As already intimated, the notion of dependent and independent variables is not as rigid in SEM as it is in regression. Any variable can be either a dependent or independent variable, depending on how you want to think about a system of relationships. As mentioned, at any given level of a relational chain, the variables at that level are dependent variables and the variables one level below it are independent variables. (If we add two important concepts-directionality of effect and priority in time-the SEM models cease to be correlational and become causal models).

In our original example, we have three dependent variables, the three features of a new car studied with conjoint analysis. Using the traditional techniques, you would do three separate regression analyses with no real relationship between the individual results. SEM will solve for the regression weights of all three dependent variables simultaneously. SEM will also show you the relationship between the three dependent variables, something traditional regression analysis can not do (since there is only one dependent variable). This is illustrated in Exhibit 5 by the double headed arrows between the dependent variables, indicating that there is a correlation between each. (The observant reader will have guessed that a latent variable could be put "after" the three dependent variables to explain the correlation between them). And if one posits intervening latent variables between the measured variables and the set of dependent variables, SEM will define the latent variables so as to maximize the relationship with all three of the dependent variables, using both direct and indirect paths!


Exhibit 5


Hopefully, this article will have suggested the versatility and power of SEM. It is important to note, however, that SEM is really a modeling system and not a data reduction methodology. This means that in order to build a higher order latent variable model with measured variables having both direct and indirect effects, one needs to have a pretty good understanding of how a marketplace is structured. SEM is best used for testing the relative adequacy of several competing models of how a market is structured, rather than for discovery how a market is structured.

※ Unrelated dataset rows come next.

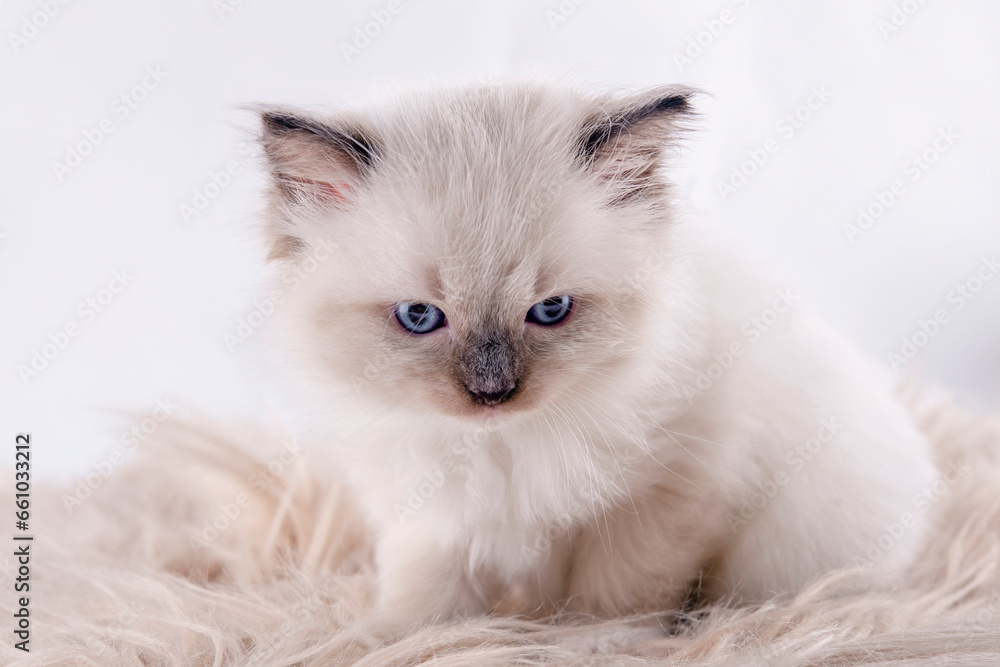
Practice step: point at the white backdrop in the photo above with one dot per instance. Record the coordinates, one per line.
(117, 115)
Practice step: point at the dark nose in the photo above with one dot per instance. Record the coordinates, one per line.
(491, 397)
(488, 370)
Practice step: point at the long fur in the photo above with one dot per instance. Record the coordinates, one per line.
(119, 582)
(690, 431)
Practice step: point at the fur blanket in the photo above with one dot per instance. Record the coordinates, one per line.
(201, 553)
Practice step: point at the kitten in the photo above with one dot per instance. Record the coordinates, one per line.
(546, 390)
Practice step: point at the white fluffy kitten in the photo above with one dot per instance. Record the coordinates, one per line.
(546, 394)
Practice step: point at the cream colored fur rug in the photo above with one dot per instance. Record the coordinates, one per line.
(290, 581)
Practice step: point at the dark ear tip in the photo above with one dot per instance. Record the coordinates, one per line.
(679, 103)
(276, 121)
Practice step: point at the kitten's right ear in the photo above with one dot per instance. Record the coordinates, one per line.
(314, 165)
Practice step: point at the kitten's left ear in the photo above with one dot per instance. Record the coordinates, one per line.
(624, 139)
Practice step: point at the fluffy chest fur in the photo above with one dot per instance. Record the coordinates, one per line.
(539, 380)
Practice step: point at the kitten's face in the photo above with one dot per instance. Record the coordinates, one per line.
(482, 241)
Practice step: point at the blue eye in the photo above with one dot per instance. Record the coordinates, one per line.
(551, 311)
(419, 318)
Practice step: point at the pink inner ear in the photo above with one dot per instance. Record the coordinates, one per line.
(327, 192)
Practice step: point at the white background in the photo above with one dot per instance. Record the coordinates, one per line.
(891, 90)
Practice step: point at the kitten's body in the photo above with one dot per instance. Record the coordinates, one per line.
(689, 422)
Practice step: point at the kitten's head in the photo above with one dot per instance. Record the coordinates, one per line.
(470, 251)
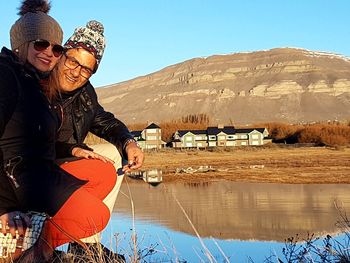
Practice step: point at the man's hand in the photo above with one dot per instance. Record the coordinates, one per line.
(15, 220)
(135, 157)
(79, 152)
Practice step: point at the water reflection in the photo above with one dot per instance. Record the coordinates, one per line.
(153, 177)
(244, 211)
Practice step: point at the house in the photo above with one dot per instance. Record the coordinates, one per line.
(190, 139)
(150, 137)
(220, 136)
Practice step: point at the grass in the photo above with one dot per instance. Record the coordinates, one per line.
(273, 164)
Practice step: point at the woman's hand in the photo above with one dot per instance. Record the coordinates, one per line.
(79, 152)
(15, 220)
(135, 157)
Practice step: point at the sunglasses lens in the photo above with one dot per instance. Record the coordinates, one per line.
(40, 45)
(57, 50)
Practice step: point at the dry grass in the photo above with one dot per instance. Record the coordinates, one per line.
(264, 164)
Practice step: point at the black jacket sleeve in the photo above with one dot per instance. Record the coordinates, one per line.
(64, 149)
(105, 125)
(8, 101)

Some of the ways we have used SEM include:

1. Using conjoint analysis derived utility values as the dependent variable and attitudinal items as the independent variables to determine how association with the attitudinal variables "drive" perceptions of value;

2. Using ideal points derived from perceptual maps as the dependent variable and conjoint derived utility values as the independent variable;

3. Extensive applications in developing formal models of customer satisfaction;

4. In tracking studies to illustrate how the weights between levels of the relational chain change over time;

5. In advertising research to determine the "level of processing" where advertising is exerting its effect;

6. In business-to-business research to understand value chains and value adding;

7. To more fully understand and document difference in market segments. Here segment membership is a latent variable;

8. To relate price sensitivity and brand loyalty to both product and respondent attributes;

9. To develop the prediction equations that serve as the basis to virtual reality software-market simulation software that includes an extensive enough array of variables to more fully mimic a marketplace, unlike the familiar simulators which use only a few respondents and product features and therefore simulate only a small comer of reality.

A final word of caution. There are now two publicly available packages for structured equation modeling: LISREL and EQS. Both require a pretty good level of familiarity with the concepts of SEM and statistical methods. Both have the ability to quickly solve meaningless models! Anyone interested in doing structured equation modeling is well advised to avail themselves of training; the technique is not too tolerant of errors and has not developed to the point where one can do a "canned" structured equation model. Nonetheless, in the right hands, SEM provides a powerful statistical technology for building bridges between seemingly disparate databases and going "behind" the numbers to understand the psychological context which gave rise to the particular numbers.